On February 1, Finance Minister Nirmala Sitharaman will unveil the Budget 2025, which has investors' attention. There are high expectations that the administration would continue to exercise fiscal restraint and unveil policies to increase economic growth and consumption.
"Reviving demand, growing the economy, and boosting investor confidence will be the main objectives of the Union Budget 2025. It is also anticipated that measures will be used to encourage private investment, such as public-private partnerships and incentives under PLI schemes. "If the fiscal deficit is properly managed, some pro-growth policies and clarity on long-term taxation could stabilize stock market sentiment," SKI Capital Managing Director & CEO Narinder Wadhwa told Mint.
5. The technical aspect
On hourly charts, the RSI is oversold, and a recovery from the lower range to test the average line was anticipated, according to brokerage firm Reliance Securities.

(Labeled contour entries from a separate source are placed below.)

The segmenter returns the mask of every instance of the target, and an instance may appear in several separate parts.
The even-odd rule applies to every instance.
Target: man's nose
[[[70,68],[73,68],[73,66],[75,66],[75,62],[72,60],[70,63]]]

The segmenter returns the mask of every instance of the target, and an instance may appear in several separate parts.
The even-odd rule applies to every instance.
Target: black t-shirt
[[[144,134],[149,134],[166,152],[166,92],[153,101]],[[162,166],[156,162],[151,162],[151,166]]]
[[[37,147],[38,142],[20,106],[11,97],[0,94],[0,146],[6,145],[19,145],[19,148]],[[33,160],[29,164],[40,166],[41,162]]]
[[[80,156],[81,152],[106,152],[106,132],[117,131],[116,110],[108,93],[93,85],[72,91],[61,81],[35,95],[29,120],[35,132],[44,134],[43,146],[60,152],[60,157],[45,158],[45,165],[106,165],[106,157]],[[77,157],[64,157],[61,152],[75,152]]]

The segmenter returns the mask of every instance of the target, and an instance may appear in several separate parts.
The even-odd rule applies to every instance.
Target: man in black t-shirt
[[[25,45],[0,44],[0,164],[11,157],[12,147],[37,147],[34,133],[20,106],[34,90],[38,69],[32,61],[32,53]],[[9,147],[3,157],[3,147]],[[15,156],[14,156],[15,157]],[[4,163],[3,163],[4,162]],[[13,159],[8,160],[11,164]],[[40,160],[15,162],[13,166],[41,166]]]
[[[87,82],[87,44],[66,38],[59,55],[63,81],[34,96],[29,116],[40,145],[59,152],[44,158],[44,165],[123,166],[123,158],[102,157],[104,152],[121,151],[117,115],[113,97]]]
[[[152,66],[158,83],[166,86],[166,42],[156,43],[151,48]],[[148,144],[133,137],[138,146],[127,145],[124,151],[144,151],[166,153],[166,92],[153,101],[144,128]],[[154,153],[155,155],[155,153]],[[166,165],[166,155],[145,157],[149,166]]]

Kotak Securities' head of equities research, Shrikant Chouhan, believes that the Nifty 50 may find significant support between 22,800 and 22,750.
"The market may reach 22,600 levels if selling pressure increases and the Nifty 50 drops below 22,750. Reducing weak long positions between 23,000 and 23,050 levels should be the strategy. But if the index drops to 22,600 over the week, we should try to purchase a few stocks with a medium- to long-term outlook," Chouhan stated.
On hourly charts, the RSI is oversold, and a recovery from the lower range to test the average line was anticipated, according to brokerage firm Reliance Securities.
Kotak Securities' head of equities research, Shrikant Chouhan, believes that the Nifty 50 may find significant support between 22,800 and 22,750.
"The market may reach 22,600 levels if selling pressure increases and the Nifty 50 drops below 22,750. Reducing weak long positions between 23,000 and 23,050 levels should be the strategy. But if the index drops to 22,600 over the week, we should try to purchase a few stocks with a medium- to long-term outlook," Chouhan stated.